Informed by current demand in the labor market, today we are announcing the availability of an additional 35,000 H-2B visas that will help to support American businesses and expand legal pathways for workers seeking to come to the United States, https://t.co/8AC5e94gFX
— Secretary Alejandro Mayorkas (@SecMayorkas) March 31, 2022
The visas will allow employers to temporarily hire foreign workers for nonagricultural work or services in the U.S., according to DHS. Employers eligible for the program must have a legitimate reason why they can’t hire American workers.

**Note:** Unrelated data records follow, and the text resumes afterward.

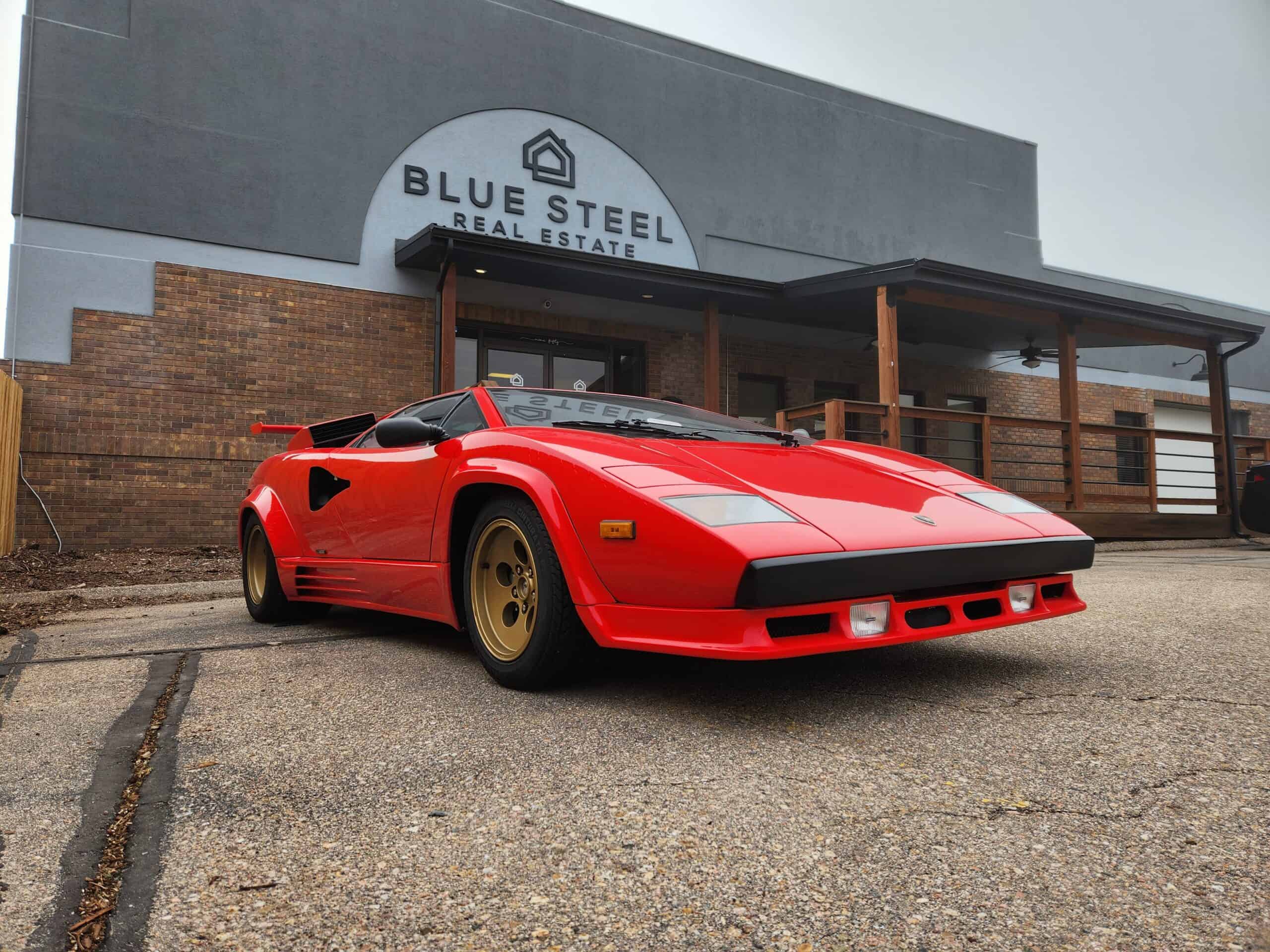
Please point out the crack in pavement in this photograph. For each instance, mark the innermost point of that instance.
(193, 649)
(10, 672)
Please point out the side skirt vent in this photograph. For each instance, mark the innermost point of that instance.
(325, 582)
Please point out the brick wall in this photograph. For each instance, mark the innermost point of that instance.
(143, 438)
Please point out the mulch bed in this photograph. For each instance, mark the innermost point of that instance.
(35, 569)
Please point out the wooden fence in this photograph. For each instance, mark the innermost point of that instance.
(10, 428)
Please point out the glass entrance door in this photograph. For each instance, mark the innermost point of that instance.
(574, 372)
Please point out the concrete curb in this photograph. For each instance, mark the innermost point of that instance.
(207, 590)
(1152, 545)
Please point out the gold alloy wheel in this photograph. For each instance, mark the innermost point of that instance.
(257, 564)
(505, 590)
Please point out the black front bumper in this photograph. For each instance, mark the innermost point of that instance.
(833, 577)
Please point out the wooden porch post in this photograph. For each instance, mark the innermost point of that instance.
(1213, 357)
(710, 365)
(888, 367)
(445, 357)
(1070, 409)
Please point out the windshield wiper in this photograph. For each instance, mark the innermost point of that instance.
(779, 436)
(642, 427)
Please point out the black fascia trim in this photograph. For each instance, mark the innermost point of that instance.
(953, 278)
(835, 577)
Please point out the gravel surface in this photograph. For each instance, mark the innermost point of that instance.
(48, 569)
(1096, 782)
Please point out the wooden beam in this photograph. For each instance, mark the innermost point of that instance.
(1152, 525)
(1144, 334)
(445, 359)
(835, 419)
(710, 325)
(1070, 409)
(888, 367)
(978, 305)
(986, 448)
(1213, 356)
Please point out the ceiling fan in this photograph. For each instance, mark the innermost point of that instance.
(1030, 355)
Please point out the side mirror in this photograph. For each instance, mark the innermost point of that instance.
(407, 432)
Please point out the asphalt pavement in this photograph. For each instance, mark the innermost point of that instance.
(1095, 782)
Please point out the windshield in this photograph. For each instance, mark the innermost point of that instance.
(614, 413)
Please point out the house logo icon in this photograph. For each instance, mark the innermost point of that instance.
(549, 159)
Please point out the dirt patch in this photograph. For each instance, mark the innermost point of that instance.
(33, 569)
(44, 569)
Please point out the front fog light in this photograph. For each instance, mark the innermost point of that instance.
(1023, 597)
(870, 619)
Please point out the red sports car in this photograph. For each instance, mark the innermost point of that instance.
(540, 521)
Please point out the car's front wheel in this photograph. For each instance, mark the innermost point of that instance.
(266, 601)
(518, 611)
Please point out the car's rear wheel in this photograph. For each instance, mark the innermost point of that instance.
(266, 601)
(518, 611)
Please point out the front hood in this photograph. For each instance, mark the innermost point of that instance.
(855, 500)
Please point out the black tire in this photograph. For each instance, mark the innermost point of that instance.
(559, 642)
(270, 603)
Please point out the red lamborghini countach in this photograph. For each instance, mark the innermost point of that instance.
(540, 521)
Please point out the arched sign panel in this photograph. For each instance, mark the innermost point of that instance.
(527, 177)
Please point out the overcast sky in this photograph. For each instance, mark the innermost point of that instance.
(1151, 116)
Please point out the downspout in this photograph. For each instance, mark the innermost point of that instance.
(436, 315)
(1231, 477)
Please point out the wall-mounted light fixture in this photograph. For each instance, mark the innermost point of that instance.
(1202, 373)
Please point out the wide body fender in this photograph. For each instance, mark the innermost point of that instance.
(584, 584)
(284, 538)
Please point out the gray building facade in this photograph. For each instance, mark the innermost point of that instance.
(305, 141)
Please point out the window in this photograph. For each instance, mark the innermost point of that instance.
(633, 418)
(965, 440)
(760, 398)
(912, 432)
(835, 390)
(1131, 451)
(465, 362)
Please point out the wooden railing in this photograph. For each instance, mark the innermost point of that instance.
(1121, 469)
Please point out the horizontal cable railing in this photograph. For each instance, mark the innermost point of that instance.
(1118, 469)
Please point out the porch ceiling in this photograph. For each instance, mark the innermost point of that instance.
(935, 298)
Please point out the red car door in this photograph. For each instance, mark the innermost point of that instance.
(390, 504)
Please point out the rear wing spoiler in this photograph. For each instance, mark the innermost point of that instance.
(327, 434)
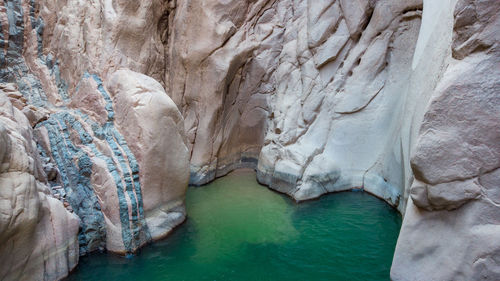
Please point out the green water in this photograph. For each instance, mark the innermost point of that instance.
(239, 230)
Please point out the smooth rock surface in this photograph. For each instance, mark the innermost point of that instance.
(451, 225)
(38, 236)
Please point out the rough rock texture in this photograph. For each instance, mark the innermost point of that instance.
(451, 225)
(399, 98)
(74, 69)
(317, 91)
(37, 234)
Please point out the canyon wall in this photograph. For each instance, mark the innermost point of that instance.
(451, 225)
(101, 137)
(120, 103)
(316, 92)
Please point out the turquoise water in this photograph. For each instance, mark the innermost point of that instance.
(239, 230)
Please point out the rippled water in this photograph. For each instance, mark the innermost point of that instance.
(239, 230)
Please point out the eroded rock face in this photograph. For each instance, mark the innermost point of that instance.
(318, 96)
(452, 222)
(74, 70)
(315, 91)
(38, 235)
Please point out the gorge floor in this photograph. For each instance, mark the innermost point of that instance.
(239, 230)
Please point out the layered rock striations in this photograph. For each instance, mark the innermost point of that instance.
(83, 78)
(119, 103)
(317, 92)
(38, 235)
(451, 226)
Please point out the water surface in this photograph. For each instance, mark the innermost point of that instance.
(239, 230)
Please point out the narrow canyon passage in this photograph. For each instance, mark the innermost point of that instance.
(239, 230)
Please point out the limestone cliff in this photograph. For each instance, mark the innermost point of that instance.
(399, 98)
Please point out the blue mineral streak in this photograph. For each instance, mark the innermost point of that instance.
(74, 159)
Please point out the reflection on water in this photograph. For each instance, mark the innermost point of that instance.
(239, 230)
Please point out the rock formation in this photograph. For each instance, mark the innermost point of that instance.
(37, 233)
(451, 226)
(74, 70)
(398, 98)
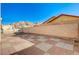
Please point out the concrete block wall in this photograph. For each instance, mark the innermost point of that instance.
(64, 30)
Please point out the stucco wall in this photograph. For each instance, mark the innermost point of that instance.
(65, 30)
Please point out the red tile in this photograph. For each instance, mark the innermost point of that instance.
(59, 51)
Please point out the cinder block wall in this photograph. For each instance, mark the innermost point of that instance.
(64, 30)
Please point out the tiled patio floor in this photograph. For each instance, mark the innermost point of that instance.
(45, 45)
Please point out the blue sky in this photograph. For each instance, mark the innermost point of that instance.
(35, 12)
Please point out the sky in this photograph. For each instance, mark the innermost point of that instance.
(35, 12)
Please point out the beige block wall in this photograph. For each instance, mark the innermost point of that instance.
(65, 30)
(65, 19)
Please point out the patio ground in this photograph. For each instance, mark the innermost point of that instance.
(45, 45)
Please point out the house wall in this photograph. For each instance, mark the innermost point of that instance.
(65, 19)
(65, 30)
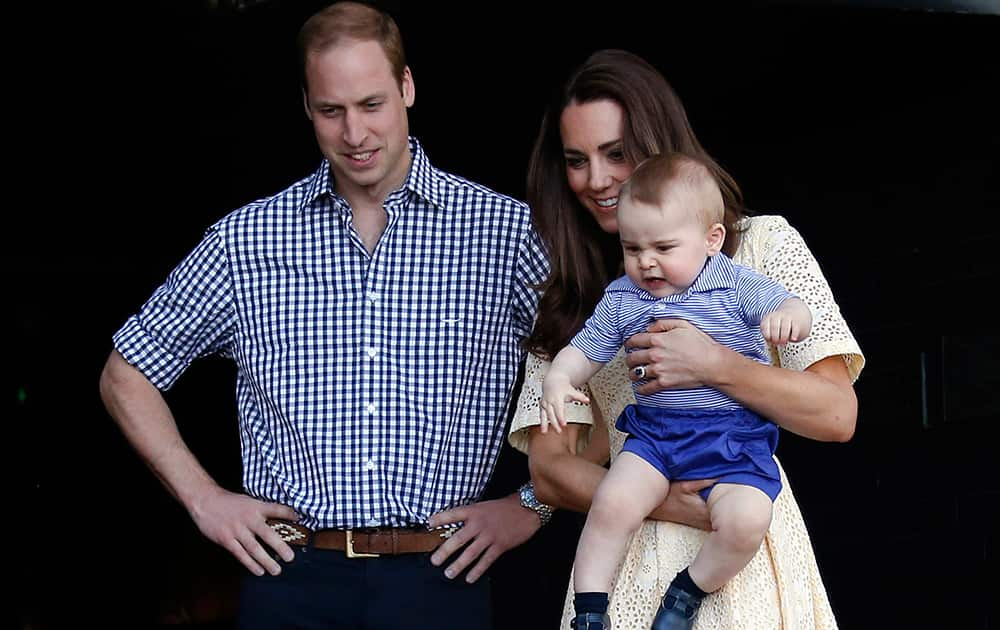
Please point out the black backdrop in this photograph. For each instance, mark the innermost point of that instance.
(872, 129)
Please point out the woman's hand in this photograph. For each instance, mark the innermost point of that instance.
(675, 355)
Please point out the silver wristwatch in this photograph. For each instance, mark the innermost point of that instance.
(530, 501)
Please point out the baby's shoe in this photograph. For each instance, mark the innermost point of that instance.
(677, 611)
(591, 621)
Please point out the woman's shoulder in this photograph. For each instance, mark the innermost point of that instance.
(760, 225)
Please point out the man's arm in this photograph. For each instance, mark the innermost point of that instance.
(232, 520)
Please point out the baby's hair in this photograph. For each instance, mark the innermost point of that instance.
(675, 177)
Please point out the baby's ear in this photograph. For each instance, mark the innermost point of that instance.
(715, 238)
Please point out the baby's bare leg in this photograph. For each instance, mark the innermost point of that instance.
(629, 492)
(740, 518)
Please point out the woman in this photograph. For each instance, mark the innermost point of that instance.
(614, 111)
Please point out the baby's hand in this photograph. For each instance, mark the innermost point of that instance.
(790, 322)
(556, 392)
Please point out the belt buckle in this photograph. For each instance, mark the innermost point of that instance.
(349, 547)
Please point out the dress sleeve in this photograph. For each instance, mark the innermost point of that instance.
(526, 414)
(782, 254)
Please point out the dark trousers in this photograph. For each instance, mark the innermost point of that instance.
(323, 590)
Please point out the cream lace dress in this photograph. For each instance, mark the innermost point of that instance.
(781, 586)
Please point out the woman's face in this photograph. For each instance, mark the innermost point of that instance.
(595, 160)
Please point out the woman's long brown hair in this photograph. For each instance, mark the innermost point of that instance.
(583, 258)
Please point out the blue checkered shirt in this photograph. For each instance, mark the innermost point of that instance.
(726, 301)
(372, 388)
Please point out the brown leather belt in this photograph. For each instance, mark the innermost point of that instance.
(361, 543)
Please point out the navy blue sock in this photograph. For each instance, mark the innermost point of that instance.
(590, 602)
(684, 582)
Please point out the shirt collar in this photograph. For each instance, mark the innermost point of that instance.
(718, 273)
(423, 180)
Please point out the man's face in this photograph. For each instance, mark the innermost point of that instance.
(358, 110)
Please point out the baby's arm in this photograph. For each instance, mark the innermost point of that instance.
(569, 370)
(789, 322)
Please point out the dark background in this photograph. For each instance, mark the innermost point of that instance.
(873, 127)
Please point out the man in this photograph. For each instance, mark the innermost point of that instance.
(374, 311)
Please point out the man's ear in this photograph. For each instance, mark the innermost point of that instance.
(305, 103)
(407, 87)
(715, 238)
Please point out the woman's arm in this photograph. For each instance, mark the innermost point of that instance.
(817, 403)
(568, 479)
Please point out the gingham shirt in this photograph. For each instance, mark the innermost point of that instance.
(726, 301)
(372, 389)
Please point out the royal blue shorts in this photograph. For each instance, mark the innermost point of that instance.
(734, 445)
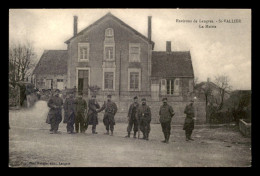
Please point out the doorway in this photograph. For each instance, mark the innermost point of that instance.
(83, 81)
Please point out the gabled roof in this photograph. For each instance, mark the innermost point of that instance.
(52, 62)
(172, 64)
(116, 19)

“The H-2B program permits employers to temporarily hire noncitizens to perform nonagricultural labor or services in the United States. The employment must be for a limited period of time, such as a one-time occurrence, seasonal, or intermittent need. Employers seeking to hire H-2B workers must take a series of steps to test the U.S. labor market,” DHS said in a press release.
“They must provide certification from the Department of Labor that proves there are not enough U.S. workers who are able, willing, qualified, and available to do the temporary work for which they seek a prospective foreign worker, and that employing the H-2B workers will not adversely affect the wages and working conditions of similarly employed U.S. workers,” the agency added.
Of the 35,000 visas, 23,500 of them will be available for returning workers who were granted the visas in the last three fiscal years and 11,500 of them will be given to workers from Haiti, Honduras, Guatemala, and El Salvador, DHS said.